The Challenge
ITV’s Common Platform powers ITVX (formerly ITV Hub), ITV News, and various OTT projects. The platform had accumulated technical debt across several areas:
- Legacy logging: Puppet-managed ELK stack with high operational overhead and licensing costs
- Fragmented monitoring: Sensu/Uchiwa setup requiring manual configuration for over 2000 checks
- Inefficient load balancing: Hundreds of Classic Load Balancers (CLBs) for individual services
- Limited developer self-service: Engineers dependent on platform team for common infrastructure tasks
Our Approach
Logging Infrastructure Overhaul
We designed and implemented a migration from the legacy ELK stack to Loki hosted on EKS. This involved:
- Architecting a scalable Loki deployment with appropriate retention policies
- Developing migration tooling to ensure zero data loss during transition
- Creating Grafana dashboards to maintain feature parity with Kibana
- Training development teams on LogQL and the new observability stack
Monitoring Modernisation
Migrated from Sensu/Uchiwa to Prometheus/Alertmanager:
- Converted 2000+ legacy checks to Prometheus recording rules and alerts
- Implemented alerts for EKS and AWS services (RDS, Lambda, SQS)

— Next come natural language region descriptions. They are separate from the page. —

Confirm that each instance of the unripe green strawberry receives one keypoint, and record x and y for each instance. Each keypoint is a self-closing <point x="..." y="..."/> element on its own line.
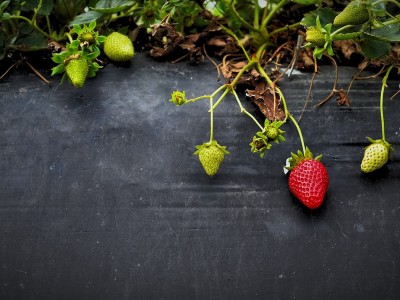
<point x="77" y="71"/>
<point x="375" y="156"/>
<point x="118" y="47"/>
<point x="88" y="37"/>
<point x="211" y="155"/>
<point x="271" y="132"/>
<point x="355" y="13"/>
<point x="315" y="36"/>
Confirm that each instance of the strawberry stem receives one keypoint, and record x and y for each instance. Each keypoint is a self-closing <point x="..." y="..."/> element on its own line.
<point x="384" y="80"/>
<point x="299" y="132"/>
<point x="211" y="120"/>
<point x="243" y="110"/>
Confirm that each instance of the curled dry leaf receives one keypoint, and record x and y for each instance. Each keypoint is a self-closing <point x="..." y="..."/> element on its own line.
<point x="231" y="68"/>
<point x="165" y="40"/>
<point x="343" y="98"/>
<point x="267" y="101"/>
<point x="348" y="47"/>
<point x="305" y="59"/>
<point x="223" y="45"/>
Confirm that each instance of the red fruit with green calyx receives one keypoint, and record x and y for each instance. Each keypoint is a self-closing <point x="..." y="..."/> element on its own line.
<point x="308" y="179"/>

- Established self-service alerting through Kubernetes CRDs
Internal Developer Platform
Architected the Common Platform IDP including:
- Opinionated Terraform component modules with built-in alerting
- SLO framework using Sloth for standardised service level objectives
- Jenkins pipelines enabling developer self-service for metrics (PrometheusRules), scripts (K8s CronJobs), and log-based alerts (LogQL)
- Actions Runner Controller deployment for GitHub Actions self-hosted runners
- Migration of internal CI/CD from Jenkins pipelines to GitHub Actions workflows
Distributed Tracing
Rolled out OpenTelemetry operator and OpenTelemetry Collector to enhance tracing capabilities across the platform, with a goal of simplifying metric scraping and log shipping.

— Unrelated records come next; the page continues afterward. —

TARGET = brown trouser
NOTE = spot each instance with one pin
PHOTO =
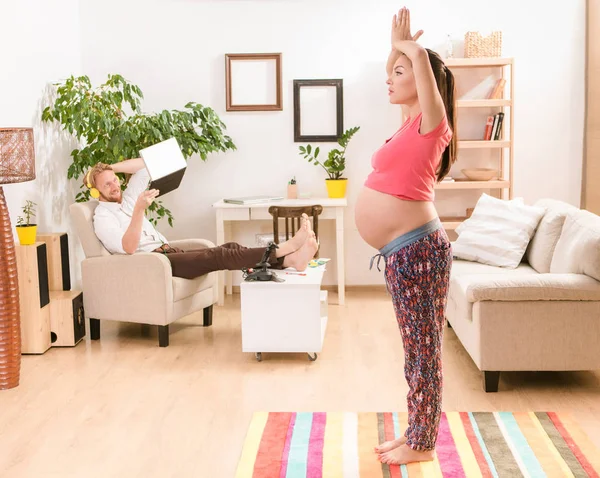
(229, 256)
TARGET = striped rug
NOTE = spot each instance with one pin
(484, 444)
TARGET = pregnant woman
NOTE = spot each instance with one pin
(395, 214)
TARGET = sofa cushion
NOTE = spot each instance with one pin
(498, 232)
(578, 248)
(460, 267)
(525, 287)
(541, 248)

Backup & Disaster Recovery
Architected and implemented an AWS Backup solution for RDS, S3, and DynamoDB across the entire AWS organisation, ensuring data protection and compliance.
Engineering Intelligence
- Deployed and configured Apache DevLake to visualise platform DORA metrics for senior stakeholders
- Automated collection of KPIs to track developer uptake of the IDP
- Created Python scripts to automate Terraform state migration of services to the new IDP
Platform Operations
- Performed standard EKS BAU including Helm chart upgrades, Kubernetes version upgrades, and vulnerability patching
- Maintained and improved internal tooling in Ruby, Python, and Bash
Results
The platform modernisation delivered measurable business impact:
- £450,000/year savings from retiring the legacy ELK stack
- £35,000/year savings from consolidating CLBs to shared ALBs (completed in 3 weeks)
- Improved reliability through standardised monitoring and alerting
- Faster delivery with self-service infrastructure provisioning
- Reduced toil for the platform team through automation